Stephen Cummings
- Name: R. Stephen Cummings
- Email: stephen_cummings@berkeley.edu
I am a bioengineering undergrad at UC Berkeley, and I spent the Spring and Summer of 2011 doing projects for the Holmes Lab.
Spring 2011
Created a Galaxy workflow for visualizing viral genome secondary structure annotations in JBrowse. The input for this pipeline was a set of unaligned, homologous viral sequences, and the output was a JBrowse window displaying (1) the most likely secondary structure of the sequence, and (2) the relative likelihood of each individual base forming a base pair. Essentially, the procedure was: align sequences using FSA -> construct a neighbor-joining tree with xrate -> use the alignment and tree, along with the pfold grammar, to predict secondary structure information with xrate -> display secondary structure annotations in JBrowse.
Summer 2011
Wrote documentation for the JBrowse server-side API on gmod.org. In addition to the documentation for JBrowse-1.2.1, accessible from the jbrowsedev/current page, I also provided a section for documentation of changes and new features that have yet to be released: jbrowsedev/upcoming.

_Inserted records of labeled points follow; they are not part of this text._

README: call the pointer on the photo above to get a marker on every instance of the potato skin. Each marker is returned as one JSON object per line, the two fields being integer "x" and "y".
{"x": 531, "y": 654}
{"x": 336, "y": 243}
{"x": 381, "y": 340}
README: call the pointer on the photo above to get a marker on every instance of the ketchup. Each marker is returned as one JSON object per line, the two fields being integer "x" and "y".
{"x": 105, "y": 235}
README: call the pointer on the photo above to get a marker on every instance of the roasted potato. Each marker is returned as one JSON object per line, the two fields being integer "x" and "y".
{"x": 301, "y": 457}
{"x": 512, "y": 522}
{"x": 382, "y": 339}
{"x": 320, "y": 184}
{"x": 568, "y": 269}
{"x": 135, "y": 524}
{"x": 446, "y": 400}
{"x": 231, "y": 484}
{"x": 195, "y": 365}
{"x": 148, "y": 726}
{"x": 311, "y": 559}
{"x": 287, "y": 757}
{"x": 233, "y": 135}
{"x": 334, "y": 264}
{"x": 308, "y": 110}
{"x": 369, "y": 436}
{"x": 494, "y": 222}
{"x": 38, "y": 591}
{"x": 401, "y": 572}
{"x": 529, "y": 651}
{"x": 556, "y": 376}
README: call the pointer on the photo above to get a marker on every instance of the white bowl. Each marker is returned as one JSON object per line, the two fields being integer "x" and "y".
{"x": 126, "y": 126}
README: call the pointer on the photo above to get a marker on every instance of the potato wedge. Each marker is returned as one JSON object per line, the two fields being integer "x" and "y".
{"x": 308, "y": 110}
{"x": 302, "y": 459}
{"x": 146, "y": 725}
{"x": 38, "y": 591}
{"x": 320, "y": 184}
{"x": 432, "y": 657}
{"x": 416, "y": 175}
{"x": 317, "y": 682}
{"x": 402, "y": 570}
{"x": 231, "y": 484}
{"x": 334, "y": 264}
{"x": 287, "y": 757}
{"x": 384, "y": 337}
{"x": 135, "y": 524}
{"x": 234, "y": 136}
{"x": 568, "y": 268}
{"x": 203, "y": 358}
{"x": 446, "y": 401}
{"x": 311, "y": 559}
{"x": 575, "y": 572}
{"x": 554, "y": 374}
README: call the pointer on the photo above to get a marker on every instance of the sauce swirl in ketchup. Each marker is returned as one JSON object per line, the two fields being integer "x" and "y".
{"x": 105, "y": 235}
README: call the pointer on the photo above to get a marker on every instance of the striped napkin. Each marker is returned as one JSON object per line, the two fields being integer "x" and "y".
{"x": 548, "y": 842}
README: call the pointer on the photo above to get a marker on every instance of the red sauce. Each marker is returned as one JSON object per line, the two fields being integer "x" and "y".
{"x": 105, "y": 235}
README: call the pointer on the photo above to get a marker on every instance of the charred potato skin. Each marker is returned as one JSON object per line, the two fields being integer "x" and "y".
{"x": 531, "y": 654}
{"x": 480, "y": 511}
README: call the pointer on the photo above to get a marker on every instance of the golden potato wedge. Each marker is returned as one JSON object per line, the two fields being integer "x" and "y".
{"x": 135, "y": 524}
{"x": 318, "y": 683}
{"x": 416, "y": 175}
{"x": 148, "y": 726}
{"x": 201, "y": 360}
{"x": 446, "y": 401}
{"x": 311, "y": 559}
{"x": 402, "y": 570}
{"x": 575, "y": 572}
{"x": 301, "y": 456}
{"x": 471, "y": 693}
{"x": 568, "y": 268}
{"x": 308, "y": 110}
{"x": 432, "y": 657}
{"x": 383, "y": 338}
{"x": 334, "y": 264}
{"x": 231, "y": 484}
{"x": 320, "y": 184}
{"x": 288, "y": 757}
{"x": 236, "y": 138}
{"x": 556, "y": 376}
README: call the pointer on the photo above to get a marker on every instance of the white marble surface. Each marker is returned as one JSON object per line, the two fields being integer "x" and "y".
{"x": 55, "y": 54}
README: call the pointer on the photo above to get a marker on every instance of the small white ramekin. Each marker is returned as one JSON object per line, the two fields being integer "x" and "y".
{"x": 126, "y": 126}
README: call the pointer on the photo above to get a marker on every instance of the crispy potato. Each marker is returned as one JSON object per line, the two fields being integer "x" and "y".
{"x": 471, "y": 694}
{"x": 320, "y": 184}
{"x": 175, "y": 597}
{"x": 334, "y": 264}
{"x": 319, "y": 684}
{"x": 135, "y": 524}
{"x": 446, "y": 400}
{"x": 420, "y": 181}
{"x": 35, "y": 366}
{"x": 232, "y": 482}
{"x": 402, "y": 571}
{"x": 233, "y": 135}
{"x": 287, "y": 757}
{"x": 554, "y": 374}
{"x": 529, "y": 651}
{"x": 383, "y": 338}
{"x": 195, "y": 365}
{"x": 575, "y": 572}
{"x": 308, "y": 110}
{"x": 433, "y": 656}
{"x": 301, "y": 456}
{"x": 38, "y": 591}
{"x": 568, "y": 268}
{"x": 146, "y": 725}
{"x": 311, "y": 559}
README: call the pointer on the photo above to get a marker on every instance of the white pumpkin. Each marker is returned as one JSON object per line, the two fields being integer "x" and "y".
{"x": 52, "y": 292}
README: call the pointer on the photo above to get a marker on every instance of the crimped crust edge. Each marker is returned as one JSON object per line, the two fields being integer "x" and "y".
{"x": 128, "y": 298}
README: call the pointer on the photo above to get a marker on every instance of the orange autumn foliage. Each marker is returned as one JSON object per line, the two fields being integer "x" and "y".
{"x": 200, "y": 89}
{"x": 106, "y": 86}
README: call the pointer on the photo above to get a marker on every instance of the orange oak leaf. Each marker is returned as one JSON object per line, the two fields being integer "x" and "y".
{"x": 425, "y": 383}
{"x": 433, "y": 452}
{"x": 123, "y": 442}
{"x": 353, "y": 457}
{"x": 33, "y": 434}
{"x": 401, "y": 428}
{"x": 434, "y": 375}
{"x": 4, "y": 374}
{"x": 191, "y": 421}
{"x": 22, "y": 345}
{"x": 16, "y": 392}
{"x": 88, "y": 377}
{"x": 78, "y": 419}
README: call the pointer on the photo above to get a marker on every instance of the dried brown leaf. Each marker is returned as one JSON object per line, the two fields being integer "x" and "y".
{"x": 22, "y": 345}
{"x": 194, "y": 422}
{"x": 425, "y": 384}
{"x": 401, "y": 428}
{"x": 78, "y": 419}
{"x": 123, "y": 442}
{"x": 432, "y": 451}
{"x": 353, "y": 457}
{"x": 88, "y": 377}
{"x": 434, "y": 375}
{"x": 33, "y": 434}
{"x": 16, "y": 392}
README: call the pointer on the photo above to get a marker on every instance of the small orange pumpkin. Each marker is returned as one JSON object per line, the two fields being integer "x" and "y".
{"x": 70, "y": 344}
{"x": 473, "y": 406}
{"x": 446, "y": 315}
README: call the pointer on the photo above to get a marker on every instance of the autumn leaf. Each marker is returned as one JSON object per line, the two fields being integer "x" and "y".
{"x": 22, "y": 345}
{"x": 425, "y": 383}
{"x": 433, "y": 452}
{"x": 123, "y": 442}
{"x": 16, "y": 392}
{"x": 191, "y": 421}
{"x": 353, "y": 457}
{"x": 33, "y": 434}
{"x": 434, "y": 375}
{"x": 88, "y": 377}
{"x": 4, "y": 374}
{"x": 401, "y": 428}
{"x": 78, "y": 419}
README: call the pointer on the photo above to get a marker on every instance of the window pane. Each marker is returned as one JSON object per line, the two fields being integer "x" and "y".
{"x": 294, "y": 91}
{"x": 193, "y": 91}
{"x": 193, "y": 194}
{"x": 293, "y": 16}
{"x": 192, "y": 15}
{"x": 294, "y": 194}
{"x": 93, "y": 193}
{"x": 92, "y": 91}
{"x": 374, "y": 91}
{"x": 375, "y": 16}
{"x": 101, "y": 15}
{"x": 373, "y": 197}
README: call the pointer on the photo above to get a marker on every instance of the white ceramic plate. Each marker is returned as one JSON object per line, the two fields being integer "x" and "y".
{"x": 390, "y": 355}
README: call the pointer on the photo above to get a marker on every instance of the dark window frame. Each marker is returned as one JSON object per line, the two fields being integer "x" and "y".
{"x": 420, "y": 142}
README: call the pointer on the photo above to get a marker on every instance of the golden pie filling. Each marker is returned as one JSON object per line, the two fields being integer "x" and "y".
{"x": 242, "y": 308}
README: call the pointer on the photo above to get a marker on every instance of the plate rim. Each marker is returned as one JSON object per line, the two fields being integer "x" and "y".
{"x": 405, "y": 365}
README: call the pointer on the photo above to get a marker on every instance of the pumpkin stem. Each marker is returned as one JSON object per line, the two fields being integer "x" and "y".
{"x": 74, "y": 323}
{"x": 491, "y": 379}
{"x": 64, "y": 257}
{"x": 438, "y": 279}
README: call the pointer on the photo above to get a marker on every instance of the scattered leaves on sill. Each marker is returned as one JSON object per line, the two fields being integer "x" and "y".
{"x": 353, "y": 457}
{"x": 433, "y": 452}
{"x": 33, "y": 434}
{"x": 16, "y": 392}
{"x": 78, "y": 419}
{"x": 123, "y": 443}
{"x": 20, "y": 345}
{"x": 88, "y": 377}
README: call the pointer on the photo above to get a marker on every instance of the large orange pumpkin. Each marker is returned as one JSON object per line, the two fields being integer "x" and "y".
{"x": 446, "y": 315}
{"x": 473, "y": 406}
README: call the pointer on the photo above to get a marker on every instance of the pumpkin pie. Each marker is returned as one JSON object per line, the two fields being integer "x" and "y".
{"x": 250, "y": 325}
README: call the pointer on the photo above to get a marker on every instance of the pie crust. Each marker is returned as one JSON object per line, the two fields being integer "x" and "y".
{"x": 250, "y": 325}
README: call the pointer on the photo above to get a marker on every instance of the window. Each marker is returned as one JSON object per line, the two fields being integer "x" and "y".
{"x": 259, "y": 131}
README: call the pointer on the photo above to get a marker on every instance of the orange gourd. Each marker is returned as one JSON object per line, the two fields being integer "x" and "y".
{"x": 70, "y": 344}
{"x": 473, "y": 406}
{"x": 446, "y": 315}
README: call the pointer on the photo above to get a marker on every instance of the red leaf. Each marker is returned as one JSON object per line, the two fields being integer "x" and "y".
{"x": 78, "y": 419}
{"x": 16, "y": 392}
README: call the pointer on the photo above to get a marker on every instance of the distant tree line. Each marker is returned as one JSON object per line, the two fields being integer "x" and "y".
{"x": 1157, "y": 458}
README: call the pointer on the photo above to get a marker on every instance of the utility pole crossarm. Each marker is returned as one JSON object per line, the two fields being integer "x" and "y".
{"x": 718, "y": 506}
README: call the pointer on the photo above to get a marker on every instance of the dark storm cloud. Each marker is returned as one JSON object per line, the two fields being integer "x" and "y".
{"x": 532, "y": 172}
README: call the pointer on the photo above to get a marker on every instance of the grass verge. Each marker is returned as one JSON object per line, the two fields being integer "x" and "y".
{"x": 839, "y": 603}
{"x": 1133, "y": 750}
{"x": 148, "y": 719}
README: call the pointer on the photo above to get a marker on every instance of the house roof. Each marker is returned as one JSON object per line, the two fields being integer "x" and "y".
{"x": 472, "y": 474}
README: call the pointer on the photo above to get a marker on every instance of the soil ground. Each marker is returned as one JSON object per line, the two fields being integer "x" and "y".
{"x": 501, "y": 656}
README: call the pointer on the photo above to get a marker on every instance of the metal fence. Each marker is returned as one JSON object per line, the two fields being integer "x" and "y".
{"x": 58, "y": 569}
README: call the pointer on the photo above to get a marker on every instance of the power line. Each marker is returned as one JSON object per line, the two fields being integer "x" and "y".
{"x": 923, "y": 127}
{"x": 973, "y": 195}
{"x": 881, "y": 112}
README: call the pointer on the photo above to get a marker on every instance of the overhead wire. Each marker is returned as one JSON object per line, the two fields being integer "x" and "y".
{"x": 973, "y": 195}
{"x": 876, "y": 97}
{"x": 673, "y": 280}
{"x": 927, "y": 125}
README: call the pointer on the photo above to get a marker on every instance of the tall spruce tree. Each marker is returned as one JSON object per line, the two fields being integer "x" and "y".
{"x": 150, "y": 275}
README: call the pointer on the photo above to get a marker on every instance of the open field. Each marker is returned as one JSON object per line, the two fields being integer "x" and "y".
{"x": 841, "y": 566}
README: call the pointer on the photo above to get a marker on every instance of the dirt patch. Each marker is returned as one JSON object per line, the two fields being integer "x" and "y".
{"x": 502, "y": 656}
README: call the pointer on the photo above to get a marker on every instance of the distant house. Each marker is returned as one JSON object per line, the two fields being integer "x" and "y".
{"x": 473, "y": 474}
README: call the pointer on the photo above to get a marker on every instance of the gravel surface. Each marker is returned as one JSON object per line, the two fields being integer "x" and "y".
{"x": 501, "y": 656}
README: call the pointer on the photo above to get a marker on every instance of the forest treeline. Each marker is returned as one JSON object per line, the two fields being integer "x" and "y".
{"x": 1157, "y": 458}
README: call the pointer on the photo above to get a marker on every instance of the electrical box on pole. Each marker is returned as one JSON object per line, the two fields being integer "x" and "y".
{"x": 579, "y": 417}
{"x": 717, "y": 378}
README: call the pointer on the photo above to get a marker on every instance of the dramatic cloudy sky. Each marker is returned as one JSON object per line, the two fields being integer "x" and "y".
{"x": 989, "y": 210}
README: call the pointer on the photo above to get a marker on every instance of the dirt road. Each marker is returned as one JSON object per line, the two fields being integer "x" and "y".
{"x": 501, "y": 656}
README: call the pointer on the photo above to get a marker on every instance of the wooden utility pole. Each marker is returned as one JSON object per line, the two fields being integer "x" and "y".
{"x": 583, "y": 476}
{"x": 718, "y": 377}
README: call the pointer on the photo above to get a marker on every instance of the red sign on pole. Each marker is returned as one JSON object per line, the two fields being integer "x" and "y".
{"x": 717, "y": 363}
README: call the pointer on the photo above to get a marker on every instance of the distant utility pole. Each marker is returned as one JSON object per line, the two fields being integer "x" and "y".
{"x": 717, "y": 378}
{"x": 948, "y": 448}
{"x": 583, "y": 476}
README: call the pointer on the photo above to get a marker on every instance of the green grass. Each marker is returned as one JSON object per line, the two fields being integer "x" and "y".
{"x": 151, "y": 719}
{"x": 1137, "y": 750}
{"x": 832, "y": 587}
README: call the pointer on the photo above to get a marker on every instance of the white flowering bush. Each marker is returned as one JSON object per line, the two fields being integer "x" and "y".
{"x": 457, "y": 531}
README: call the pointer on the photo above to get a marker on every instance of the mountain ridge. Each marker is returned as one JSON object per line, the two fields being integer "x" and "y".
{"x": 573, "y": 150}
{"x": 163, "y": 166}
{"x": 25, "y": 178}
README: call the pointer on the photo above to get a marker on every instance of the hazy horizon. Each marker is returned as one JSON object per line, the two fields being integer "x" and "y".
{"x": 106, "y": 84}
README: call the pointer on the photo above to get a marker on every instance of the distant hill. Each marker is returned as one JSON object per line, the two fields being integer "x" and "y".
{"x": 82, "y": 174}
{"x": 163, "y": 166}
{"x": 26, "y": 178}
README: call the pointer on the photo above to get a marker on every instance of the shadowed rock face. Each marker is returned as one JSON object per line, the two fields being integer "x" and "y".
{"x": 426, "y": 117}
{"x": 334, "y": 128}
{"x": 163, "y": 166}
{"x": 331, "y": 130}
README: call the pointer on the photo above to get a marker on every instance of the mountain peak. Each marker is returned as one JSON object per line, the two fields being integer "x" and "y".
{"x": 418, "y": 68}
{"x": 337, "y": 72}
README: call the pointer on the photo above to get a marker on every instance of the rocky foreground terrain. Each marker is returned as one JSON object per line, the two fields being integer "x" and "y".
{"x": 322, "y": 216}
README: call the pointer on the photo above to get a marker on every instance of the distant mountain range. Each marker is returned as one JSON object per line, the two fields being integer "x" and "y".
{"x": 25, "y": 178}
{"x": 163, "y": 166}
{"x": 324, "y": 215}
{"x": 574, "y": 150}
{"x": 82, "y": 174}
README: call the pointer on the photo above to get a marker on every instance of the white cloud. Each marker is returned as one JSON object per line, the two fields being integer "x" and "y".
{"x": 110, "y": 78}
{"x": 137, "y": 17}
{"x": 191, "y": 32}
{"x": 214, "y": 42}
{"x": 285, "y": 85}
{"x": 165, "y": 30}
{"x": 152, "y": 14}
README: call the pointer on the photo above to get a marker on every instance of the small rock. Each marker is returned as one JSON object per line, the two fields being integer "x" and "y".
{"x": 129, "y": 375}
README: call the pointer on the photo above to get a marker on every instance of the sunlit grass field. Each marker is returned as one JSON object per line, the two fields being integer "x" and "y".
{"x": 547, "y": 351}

Updated the hg19 demonstration on jbrowse.org. For applicable tracks, features are now searchable by name and are linked to annotation pages.
Produced phylogenetic trees for glucuronyltransferase sequences. In collaboration with the Anderson Lab, I produced alignments and trees for sequence sets containing human and bacterial glucuronyltransferase homologs. FSA was used as the alignment program, columns containing >90% gaps were removed, and xrate was used to make neighbor-joining trees.
Created a simple Galaxy workflow for an ancestral reconstruction analysis. The input was a set of unaligned fasta protein sequences, and the output is a sequence alignment of all input sequences and their predicted ancestral sequences. The procedure was: align sequences using FSA -> eliminate columns containing >90% gaps -> produce a neighbor-joining tree from the edited alignment using xrate -> predict ancestral sequences using the alignment and tree as inputs to protpal.